El caso Perales fue singular. Lo que no curaba el Dr. Pampliega en Río Gallegos lo curaba él, o no lo curaba nadie. Un nombre en un papel, la lectura que él hacía, el diagnóstico y la medicación: algunas yerbas de Laboratorios Flinn. Una sola vez pude verlo, subiendo a su caballo: un paisano más, de los que resulta difícil ver ahora en las calles de la capital de Santa Cruz.

 

Ya adolescente me expuse a las terapias de Don José Calvo, él también estaba en Buenos Aires y familias de este lugar te hacían peregrinar para buscar allí el remedio que te permitiera “levantarte el estómago”. Don José te sentaba en el suelo y colocándose detrás de ti, luego de pedirte que cruzaras los brazos, te tomaba de las manos y te levantaba, sacando fuerzas que no hacía suponer su fragilidad anatómica con pacientes más que voluminosos. Se de muchos fueguinos que acudían, pero no a todos los atendía; comulgaba diariamente y se decía amigo de los más alto del clero. Un día encontré ante su puerta a la Diputada Fadul, había llegado acompañada por la Dra. Pennazzo pero no bien la vio se negó a atenderlas, como presintiendo un conflicto.

 

En realidad los aficionados en el arte de curar nunca se arraigaron al suelo fueguino. Los viajes fueron materia de solución para quienes pretendieron curarse en la alternativa “médica” que ellos expusieron. Sólo la infaltable matrona que cura el empacho, o la comadre que cura el mal de ojo, subsistió, sin profesionalizarse nunca, en la babel de creencias barriales.

 

El 20 de marzo de 1992 en vuelo regular llegó a nuestro Aeropuerto, La Pacha. La estaba esperando la sobrina de su amiga y otra mujer, casi de su edad. Por la tarde fueron al Cabo Domingo, el lugar energético que motivaba su visita. Allí desarrolló una ceremonia calvando un arma blanca en el suelo, arrojando cápsulas al mar. Era cercana la puesta del sol. Era el cambio de estación. Finalizaba el verano.
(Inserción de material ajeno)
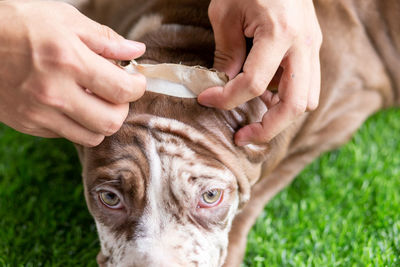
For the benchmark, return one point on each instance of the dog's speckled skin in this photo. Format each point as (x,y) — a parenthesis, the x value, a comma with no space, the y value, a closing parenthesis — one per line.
(171,150)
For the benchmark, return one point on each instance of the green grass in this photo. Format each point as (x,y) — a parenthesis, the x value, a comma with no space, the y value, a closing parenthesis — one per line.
(343,210)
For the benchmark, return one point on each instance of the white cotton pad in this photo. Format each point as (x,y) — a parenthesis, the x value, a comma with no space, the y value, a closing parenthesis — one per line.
(176,79)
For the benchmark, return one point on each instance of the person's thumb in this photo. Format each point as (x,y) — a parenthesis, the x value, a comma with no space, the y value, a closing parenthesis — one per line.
(106,42)
(230,42)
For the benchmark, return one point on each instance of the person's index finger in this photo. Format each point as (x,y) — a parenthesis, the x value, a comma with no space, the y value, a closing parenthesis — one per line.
(109,81)
(259,68)
(104,41)
(293,94)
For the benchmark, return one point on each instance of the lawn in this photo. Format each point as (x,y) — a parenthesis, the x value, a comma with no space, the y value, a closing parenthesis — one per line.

El estaba como pocas veces en su posición astral con la tierra. El año bisiesto llamaba a las creencias. El Cabo traía recuerdos de muerte, de tránsito. Al día siguiente regresó a Buenos Aires. Ana visitaba la isla con otra cuota de misterio y probablemente lo suyo también haya girado sobre los mismos ejes. Eso fue todo; su misterio documenta otros Rastros, el de “Las Ciencias ocultas en la ciudad de Río Grande”.